Old tailor’s heartwarming odyssey fills out ‘Last Suit’

Miguel Angel Sola and Angela Molina in ‘The Last Suit.’

BY CATE MARQUIS, SPECIAL TO THE JEWISH LIGHT

Abraham Bursztein (Miguel Ángel Solá) is clearly feeling bossed around by his children in the Buenos Aires home he’s lived in for 50 years. The Polish-born retired tailor is miffed when his favorite great-granddaughter, Micaela (Pilar Alegre Alonso) refuses to join in for a family photo. But his family, busily packing boxes, refuses to help persuade her. 

Gruffly, he barges out to the house’s courtyard and tries bluffing the stubborn girl, threatening to throw her out of his house if she doesn’t comply. 

“But it isn’t even your house any more, Zayde,” she counters. 

It’s true.
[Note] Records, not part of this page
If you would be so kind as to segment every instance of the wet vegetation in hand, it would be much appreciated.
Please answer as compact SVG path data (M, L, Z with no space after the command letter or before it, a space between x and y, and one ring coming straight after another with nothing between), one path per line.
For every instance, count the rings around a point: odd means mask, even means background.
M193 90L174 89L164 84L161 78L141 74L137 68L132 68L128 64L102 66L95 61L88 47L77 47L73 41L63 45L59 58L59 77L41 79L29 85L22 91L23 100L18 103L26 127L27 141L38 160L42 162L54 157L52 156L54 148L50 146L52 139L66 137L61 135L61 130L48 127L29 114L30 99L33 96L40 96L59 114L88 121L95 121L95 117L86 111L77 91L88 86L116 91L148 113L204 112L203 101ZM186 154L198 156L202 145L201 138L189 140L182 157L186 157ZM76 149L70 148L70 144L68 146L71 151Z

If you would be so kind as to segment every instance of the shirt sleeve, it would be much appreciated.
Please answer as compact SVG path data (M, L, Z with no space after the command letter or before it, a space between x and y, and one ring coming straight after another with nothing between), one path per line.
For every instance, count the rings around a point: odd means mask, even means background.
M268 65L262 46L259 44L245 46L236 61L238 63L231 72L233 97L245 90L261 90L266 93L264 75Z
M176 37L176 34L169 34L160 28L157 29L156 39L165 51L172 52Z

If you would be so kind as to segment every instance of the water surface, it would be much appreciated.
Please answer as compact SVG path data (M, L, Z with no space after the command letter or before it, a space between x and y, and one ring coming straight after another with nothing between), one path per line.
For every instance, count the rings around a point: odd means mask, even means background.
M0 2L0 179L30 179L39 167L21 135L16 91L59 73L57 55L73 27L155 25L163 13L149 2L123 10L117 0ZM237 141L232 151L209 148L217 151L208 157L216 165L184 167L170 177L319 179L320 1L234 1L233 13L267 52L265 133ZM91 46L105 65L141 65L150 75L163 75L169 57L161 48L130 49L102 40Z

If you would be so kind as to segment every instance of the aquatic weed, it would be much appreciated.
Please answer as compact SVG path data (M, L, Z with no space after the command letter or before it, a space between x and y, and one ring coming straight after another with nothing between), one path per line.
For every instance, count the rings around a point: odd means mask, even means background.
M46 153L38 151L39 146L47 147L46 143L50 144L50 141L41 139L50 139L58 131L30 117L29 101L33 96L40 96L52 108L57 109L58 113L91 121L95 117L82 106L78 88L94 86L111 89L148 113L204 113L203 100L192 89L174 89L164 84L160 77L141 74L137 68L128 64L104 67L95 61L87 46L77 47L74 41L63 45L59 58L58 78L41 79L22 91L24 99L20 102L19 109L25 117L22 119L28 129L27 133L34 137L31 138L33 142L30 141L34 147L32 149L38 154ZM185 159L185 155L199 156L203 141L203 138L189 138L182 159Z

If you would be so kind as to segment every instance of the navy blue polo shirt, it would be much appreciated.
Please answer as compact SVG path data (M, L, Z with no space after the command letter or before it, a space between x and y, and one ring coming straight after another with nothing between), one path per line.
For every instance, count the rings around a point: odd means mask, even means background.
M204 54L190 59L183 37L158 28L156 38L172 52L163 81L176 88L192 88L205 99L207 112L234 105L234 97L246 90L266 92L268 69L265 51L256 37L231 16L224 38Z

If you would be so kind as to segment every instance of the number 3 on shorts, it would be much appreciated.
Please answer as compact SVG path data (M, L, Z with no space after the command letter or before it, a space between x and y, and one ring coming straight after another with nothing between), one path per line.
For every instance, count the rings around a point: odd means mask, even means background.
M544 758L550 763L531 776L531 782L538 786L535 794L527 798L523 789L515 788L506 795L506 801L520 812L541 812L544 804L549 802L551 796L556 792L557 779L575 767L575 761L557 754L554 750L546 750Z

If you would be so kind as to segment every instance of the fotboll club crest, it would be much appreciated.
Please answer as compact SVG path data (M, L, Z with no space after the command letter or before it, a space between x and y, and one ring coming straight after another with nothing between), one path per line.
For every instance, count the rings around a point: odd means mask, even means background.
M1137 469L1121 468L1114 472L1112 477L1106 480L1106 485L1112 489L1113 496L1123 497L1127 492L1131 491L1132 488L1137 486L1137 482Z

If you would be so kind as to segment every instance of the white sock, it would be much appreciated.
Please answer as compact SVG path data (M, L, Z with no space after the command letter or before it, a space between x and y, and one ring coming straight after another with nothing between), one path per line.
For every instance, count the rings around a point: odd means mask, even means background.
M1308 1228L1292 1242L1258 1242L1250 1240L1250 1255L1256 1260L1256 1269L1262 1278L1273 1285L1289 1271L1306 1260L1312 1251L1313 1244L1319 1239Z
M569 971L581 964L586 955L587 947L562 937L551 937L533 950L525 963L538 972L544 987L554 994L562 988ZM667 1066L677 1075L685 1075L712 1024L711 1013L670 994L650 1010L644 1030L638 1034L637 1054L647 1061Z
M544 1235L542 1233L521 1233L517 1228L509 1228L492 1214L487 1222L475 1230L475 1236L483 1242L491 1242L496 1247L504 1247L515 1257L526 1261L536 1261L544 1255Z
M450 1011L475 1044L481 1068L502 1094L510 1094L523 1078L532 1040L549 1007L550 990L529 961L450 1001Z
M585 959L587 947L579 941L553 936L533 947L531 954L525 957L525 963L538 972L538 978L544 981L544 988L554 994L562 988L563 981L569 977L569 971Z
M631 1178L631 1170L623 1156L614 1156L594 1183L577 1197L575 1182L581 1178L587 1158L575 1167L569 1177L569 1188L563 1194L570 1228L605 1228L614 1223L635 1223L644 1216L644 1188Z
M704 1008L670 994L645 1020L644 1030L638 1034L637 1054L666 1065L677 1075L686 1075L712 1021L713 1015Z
Abraham’s family has decided, for his own good, that it is time for Zayde to move to a retirement home. They have picked one out, sold his house and now they are dividing up his possessions. What’s more, doctors want to amputate his bad right leg, which will put Abraham in a wheelchair. 

The old tailor is no longer in charge of his own life, or so it seems. When his longtime maid Paulina (Norma Argentina) finds a suit hanging in a garment bag at the back of a closet, Abraham gets an idea. He sends everyone away so he can be alone in his home for a last night. By morning, he has vanished, taking the suit with him, with plans to deliver it to the person who paid for it, in Poland, in 1945.

“The Last Suit” is a film that charms and amuses and then reaches into our hearts. It starts out like a delightful road picture, in which Abraham sets off on an adventure to the past. The journey takes him across the Atlantic to Spain, France, Germany and finally Poland, where Abraham’s goal is to find the childhood friend who saved his life and to whom he promised a suit. 

Starting on a rather comic note, the film gradually transforms into a moving tale of memory and human connections, as Abraham overcomes a series of mishaps and his own emotional obstacles, a transformation made seamless by a fine cast and strong direction.

Solá shines as Abraham, a nattily dressed and delightfully charming old rascal. The wily tailor is resourceful, but things sometimes go awry. In his travels, he encounters several people who help him along the way: a young musician, a jaded Spanish woman who runs a hotel, a  German traveler, a Polish nurse.

The film score features klezmer music, particularly delightful in an opening scene at a lively party in the past. The party scene turns out to be a childhood memory, and as Abraham travels across Europe, other memories return, ones less glowing than the party. The plot draws on elements from classic literature, even Shakespeare, but ultimately it rests on human connections. The power of human kindness becomes a running theme, one that follows Abraham to the film’s satisfying and touching ending.